Structural Design of Long-Span and Box Culverts. Structural-plate structures that cannot, because of their long span, meet the design requirements for structural-plate pipe structures are defined as long-span structural-plate structures. These structures, which often serve as short-span bridges, are not required to meet buckling or flexibility requirements but must have certain special features (see Art. 5.6.2). The required wall area of the corrugated metal plate is determined by the same method as for other corrugated metal pipe—Eq. (5.38) or Eq. (5.44)—but the span in the equations is replaced by twice the
radius of the top arc. In addition, certain minimum thicknesses that have been found satisfactory through experience are specified by AASHTO for the top-arc plate. Also, the structure must exhibit special features accepted by AASHTO. The design requirements for long-span structures have been based not on an analytical analysis of the soil-structure interaction system, but upon experience with successful installations. There is ongoing research to provide for an analytical and reasonably simple method for the design of these structures.

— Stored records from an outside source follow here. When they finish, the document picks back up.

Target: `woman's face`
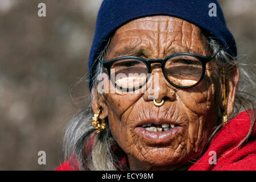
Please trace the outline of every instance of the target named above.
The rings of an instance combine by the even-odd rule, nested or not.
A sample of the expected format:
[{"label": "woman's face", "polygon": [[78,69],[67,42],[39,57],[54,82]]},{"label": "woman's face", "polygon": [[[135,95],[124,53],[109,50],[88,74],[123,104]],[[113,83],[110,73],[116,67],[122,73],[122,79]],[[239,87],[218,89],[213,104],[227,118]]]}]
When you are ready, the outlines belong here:
[{"label": "woman's face", "polygon": [[[210,55],[199,27],[179,18],[154,16],[134,20],[117,30],[106,60],[125,56],[163,59],[176,52]],[[137,166],[136,169],[148,167],[148,169],[192,161],[205,148],[218,117],[216,96],[220,86],[208,64],[203,80],[190,89],[172,86],[164,78],[159,64],[151,67],[152,79],[148,81],[153,84],[154,78],[158,78],[154,81],[158,84],[150,89],[143,86],[141,92],[117,89],[115,93],[103,93],[111,132],[127,154],[131,169],[133,166]],[[114,89],[108,81],[109,88]],[[156,106],[152,95],[157,96],[157,102],[164,99],[164,104]],[[153,132],[146,130],[143,124],[158,127],[173,124],[175,127]]]}]

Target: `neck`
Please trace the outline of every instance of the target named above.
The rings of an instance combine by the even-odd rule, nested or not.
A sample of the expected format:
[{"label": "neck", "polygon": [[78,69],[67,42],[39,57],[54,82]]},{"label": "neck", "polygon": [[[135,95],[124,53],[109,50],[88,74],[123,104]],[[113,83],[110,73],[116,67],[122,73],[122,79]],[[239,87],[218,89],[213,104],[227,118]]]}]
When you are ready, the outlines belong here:
[{"label": "neck", "polygon": [[164,166],[148,165],[129,155],[128,155],[128,162],[131,171],[187,171],[191,166],[185,162]]}]

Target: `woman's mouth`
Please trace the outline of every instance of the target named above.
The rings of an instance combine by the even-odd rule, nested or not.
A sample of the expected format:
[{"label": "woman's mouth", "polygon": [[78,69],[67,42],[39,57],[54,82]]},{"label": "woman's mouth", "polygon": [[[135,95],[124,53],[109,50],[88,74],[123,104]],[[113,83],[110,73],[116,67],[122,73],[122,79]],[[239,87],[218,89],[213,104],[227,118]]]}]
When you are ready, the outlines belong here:
[{"label": "woman's mouth", "polygon": [[174,124],[162,123],[160,125],[156,125],[152,123],[144,124],[142,126],[144,127],[146,130],[149,131],[166,131],[175,127]]},{"label": "woman's mouth", "polygon": [[143,142],[151,145],[168,145],[182,134],[183,127],[174,123],[148,122],[137,126],[134,131]]}]

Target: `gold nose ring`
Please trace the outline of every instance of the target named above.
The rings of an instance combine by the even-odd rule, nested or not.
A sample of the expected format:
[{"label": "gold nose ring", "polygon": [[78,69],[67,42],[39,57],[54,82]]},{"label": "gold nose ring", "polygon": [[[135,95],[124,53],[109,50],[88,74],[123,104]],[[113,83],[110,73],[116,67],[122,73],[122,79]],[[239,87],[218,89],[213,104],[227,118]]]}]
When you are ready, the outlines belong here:
[{"label": "gold nose ring", "polygon": [[163,99],[162,100],[162,101],[160,102],[156,102],[156,101],[154,99],[154,104],[158,107],[160,107],[163,105],[164,103],[164,101]]}]

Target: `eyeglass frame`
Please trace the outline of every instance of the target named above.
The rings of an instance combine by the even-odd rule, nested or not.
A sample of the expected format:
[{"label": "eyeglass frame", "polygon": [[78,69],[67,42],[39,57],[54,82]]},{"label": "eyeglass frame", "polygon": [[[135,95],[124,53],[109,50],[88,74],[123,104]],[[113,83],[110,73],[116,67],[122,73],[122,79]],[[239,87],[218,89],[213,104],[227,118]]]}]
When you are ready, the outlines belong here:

Corrugated metal box culverts are fabricated from corrugated metal structural plate. The effects of moments on structural-plate box culverts controls over those of thrust. Because of this, box culverts typically require external stiffeners comprised of steel or aluminum structural sections bolted to the exterior of the box culvert. Rib stiffeners are spaced at not less than 2 ft (0.6 m) along the crown and not less than 4.5 ft (1.4 m) along the haunch. Design moments may be calculated from simple tables provided in AASHTO and compared against allowable moments supplied by the manufacturer of the product. Similar to any rigid frame, the moment distribution between the haunch and crown is a function of their relative stiffness. Stiffening one member attracts additional moment, thus shedding moment from the other. In the design of corrugated metal box culverts, the proportioning of the moment is critical to the success of the design. AASHTO provides a proportioning factor along with limiting values to ensure proper moment distribution. Unlike long-span structures, for which the design methodology is based more on experience than analysis, design procedures for metal box culverts have been developed from finite element analysis. The moment capacity includes the consideration of the plastic moment resistance of the structural plate and rib stiffeners.